Barbara Sternfeld, Kiang Liu, Charles P. Quesenberry, Jr., Hua Wang, Sheng-Fang Jiang, Martha Daviglus, Myriam Fornage, Cora E. Lewis, John Mahan, Pamela J. Schreiner, Stephen M. Schwartz, Stephen Sidney, O. Dale Williams and David S. Siscovick

Division of Research (B.S., C.P.Q., H.W., S.-F.J., S.S.), Kaiser Permanente, Oakland, California 94612; Northwestern Medical School (K.L., M.D.), Chicago, Illinois 60611; Brown Foundation Institute of Molecular Medicine (M.F.), The University of Texas Health Science Center, Houston, Texas 77030; Division of Preventive Medicine (C.E.L., O.D.W.), Department of Medicine, and Obstetrics/Gynecology Research and Diagnostic Laboratory (J.M.), University of Alabama at Birmingham, Birmingham, Alabama 35294; Division of Epidemiology and Community Health (P.J.S.), University of Minnesota, Minneapolis, Minnesota 55455; and Departments of Epidemiology (S.M.S., D.S.S.) and Medicine (D.S.S.), University of Washington, Seattle, Washington 98101

Address all correspondence and requests for reprints to: Barbara Sternfeld, Ph.D., Division of Research, Kaiser Permanente, 2000 Broadway, Oakland, California 94612. E-mail: bxs{at}dor.kaiser.org.

Background: Body mass index (BMI) is directly related to testosterone (total T and free T) and inversely to SHBG cross-sectionally, but little is known about how changes in body fat and androgen markers affect each other over time.

Methods: Participants included 969 White and Black women from the Coronary Artery Risk Development in Young Adults (CARDIA) cohort, who were ages 18–30 at entry into the study and were pre- or perimenopausal 16 yr later at the time of the CARDIA Women’s Study (CWS).
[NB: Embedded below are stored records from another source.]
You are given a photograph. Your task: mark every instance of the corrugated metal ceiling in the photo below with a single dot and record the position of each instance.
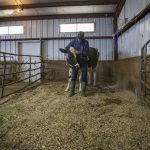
(59, 9)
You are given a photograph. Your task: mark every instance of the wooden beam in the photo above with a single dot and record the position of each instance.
(134, 20)
(55, 38)
(59, 4)
(119, 8)
(64, 16)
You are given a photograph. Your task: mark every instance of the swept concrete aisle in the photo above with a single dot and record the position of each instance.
(44, 118)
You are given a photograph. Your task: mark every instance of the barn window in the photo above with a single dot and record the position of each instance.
(76, 27)
(11, 30)
(15, 29)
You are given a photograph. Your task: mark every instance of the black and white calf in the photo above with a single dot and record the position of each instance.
(93, 56)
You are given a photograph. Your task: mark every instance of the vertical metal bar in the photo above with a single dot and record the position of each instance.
(145, 62)
(42, 60)
(30, 71)
(3, 80)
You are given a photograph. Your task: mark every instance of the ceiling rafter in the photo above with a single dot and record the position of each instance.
(59, 4)
(64, 16)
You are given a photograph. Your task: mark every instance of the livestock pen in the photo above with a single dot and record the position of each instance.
(35, 110)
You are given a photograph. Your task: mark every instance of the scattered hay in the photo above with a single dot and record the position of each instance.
(45, 118)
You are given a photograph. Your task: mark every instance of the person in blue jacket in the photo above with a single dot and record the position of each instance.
(82, 48)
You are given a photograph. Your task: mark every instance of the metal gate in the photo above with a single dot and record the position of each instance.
(12, 72)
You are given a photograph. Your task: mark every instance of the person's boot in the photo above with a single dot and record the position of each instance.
(72, 88)
(83, 89)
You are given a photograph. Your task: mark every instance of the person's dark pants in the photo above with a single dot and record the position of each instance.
(83, 69)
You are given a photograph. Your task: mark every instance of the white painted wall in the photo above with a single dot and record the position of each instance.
(50, 28)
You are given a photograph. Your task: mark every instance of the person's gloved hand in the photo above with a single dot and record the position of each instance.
(74, 51)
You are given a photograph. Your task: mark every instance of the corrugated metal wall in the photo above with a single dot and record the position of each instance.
(50, 28)
(130, 42)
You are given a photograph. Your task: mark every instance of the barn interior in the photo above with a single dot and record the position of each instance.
(35, 110)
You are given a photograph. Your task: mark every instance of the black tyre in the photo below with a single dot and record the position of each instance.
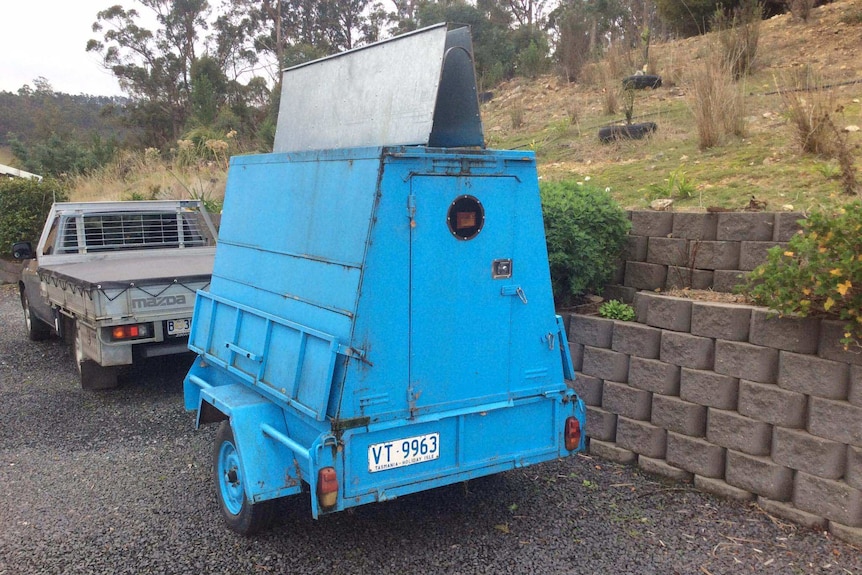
(241, 515)
(93, 376)
(642, 82)
(37, 330)
(627, 132)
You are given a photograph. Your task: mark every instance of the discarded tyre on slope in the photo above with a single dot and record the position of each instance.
(642, 82)
(627, 132)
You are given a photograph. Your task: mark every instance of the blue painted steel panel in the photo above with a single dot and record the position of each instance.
(342, 299)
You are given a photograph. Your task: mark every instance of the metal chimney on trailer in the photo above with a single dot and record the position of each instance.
(380, 318)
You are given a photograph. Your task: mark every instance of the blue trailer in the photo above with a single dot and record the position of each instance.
(380, 322)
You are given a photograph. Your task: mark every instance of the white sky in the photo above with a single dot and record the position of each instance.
(49, 38)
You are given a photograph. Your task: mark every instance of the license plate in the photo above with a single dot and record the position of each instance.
(179, 326)
(401, 452)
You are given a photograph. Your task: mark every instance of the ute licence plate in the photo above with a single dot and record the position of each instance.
(179, 326)
(401, 452)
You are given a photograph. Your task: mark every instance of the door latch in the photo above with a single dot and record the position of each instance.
(514, 290)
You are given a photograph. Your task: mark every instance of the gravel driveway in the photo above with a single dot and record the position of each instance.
(119, 482)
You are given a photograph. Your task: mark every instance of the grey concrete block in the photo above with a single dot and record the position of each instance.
(787, 225)
(744, 360)
(722, 489)
(687, 350)
(752, 254)
(740, 226)
(636, 340)
(675, 414)
(641, 305)
(684, 277)
(611, 452)
(667, 251)
(601, 424)
(812, 375)
(797, 334)
(769, 403)
(832, 499)
(853, 475)
(809, 453)
(734, 431)
(591, 330)
(627, 401)
(708, 388)
(791, 513)
(831, 333)
(649, 223)
(714, 255)
(726, 281)
(695, 455)
(588, 388)
(835, 420)
(851, 535)
(635, 249)
(668, 312)
(619, 273)
(605, 363)
(695, 225)
(654, 375)
(620, 293)
(759, 475)
(576, 350)
(641, 437)
(642, 275)
(662, 468)
(854, 394)
(727, 321)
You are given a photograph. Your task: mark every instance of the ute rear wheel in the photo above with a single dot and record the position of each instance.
(36, 329)
(240, 514)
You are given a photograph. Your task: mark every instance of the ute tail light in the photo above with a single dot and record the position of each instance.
(327, 487)
(131, 331)
(572, 433)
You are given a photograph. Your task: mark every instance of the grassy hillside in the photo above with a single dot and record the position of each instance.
(560, 122)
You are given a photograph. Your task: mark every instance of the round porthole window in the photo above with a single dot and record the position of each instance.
(466, 217)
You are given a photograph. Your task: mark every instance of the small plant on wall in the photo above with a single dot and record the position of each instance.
(585, 232)
(615, 309)
(819, 272)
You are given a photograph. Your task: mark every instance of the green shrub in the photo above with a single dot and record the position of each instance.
(615, 309)
(24, 205)
(585, 232)
(819, 273)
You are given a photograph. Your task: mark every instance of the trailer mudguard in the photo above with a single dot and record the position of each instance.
(271, 462)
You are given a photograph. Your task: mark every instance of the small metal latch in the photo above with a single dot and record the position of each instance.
(514, 290)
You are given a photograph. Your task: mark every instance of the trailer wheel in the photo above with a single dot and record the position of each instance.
(239, 513)
(36, 330)
(93, 376)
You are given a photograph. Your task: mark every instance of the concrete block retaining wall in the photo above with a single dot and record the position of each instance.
(740, 402)
(700, 250)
Total T and SHBG were assayed from specimens drawn at the CWS examination and stored serum from the yr 2 and 10 CARDIA exams. Free T was calculated based on total T and SHBG. BMI and waist circumference were measured at yr 2, 10, and 16.
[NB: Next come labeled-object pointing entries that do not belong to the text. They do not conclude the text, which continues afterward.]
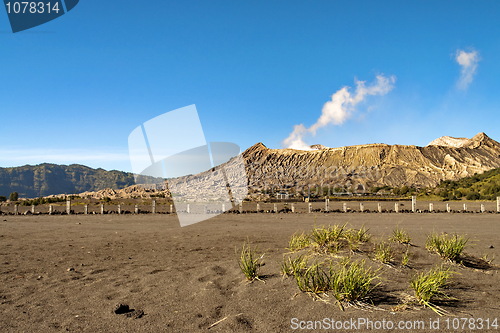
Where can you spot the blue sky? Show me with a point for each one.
(74, 88)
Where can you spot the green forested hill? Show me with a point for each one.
(47, 179)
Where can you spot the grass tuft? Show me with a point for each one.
(400, 236)
(428, 286)
(250, 262)
(293, 266)
(405, 259)
(298, 242)
(347, 282)
(449, 247)
(384, 253)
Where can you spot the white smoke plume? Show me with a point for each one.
(468, 62)
(340, 108)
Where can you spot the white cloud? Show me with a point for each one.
(468, 62)
(339, 108)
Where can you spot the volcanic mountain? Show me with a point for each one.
(370, 165)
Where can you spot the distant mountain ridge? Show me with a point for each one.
(370, 165)
(46, 179)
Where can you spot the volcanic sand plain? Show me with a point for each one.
(67, 273)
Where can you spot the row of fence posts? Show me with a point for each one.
(275, 208)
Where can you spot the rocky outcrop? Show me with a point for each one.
(48, 179)
(372, 164)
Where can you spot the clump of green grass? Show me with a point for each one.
(298, 242)
(360, 235)
(313, 279)
(250, 262)
(293, 266)
(448, 247)
(347, 282)
(327, 239)
(405, 259)
(428, 286)
(400, 236)
(384, 253)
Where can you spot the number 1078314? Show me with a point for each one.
(32, 7)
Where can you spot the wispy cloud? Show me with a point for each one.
(339, 108)
(468, 62)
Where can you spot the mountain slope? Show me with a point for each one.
(370, 165)
(47, 179)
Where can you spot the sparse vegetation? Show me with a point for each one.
(384, 253)
(14, 196)
(448, 247)
(293, 266)
(361, 235)
(400, 236)
(405, 259)
(348, 282)
(250, 262)
(298, 242)
(428, 286)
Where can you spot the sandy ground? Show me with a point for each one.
(66, 273)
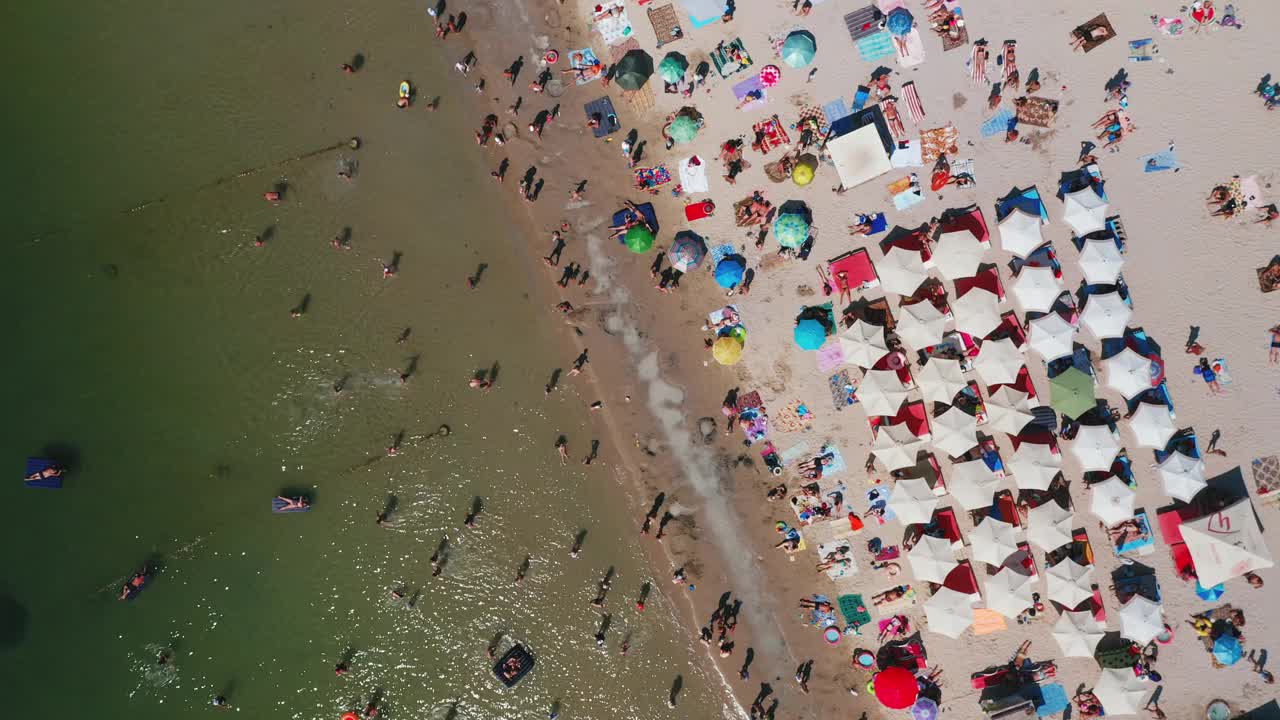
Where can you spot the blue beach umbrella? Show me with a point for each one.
(810, 335)
(1226, 650)
(730, 270)
(791, 229)
(900, 22)
(686, 251)
(799, 49)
Results: Despite clinically significant increases in BMI and waist circumference, total T and free T tended to decline, whereas SHBG remained relatively constant. BMI and waist circumference were directly correlated with free T and inversely correlated with SHBG in cross-sectional analyses. In longitudinal, multivariable analyses, an annualized increase in BMI was inversely related to a concurrent annualized decrease in SHBG (β = –0.79 ng/dl, and SE = 0.22 in Blacks; β = –1.07 ng/dl; and SE = 0.31 in Whites). However, early increases in BMI were not related to later decreases in SHBG.

Conclusion: Increases in adiposity are closely tied to decreases in SHBG, but changes in BMI and SHBG may occur concurrently rather than sequentially.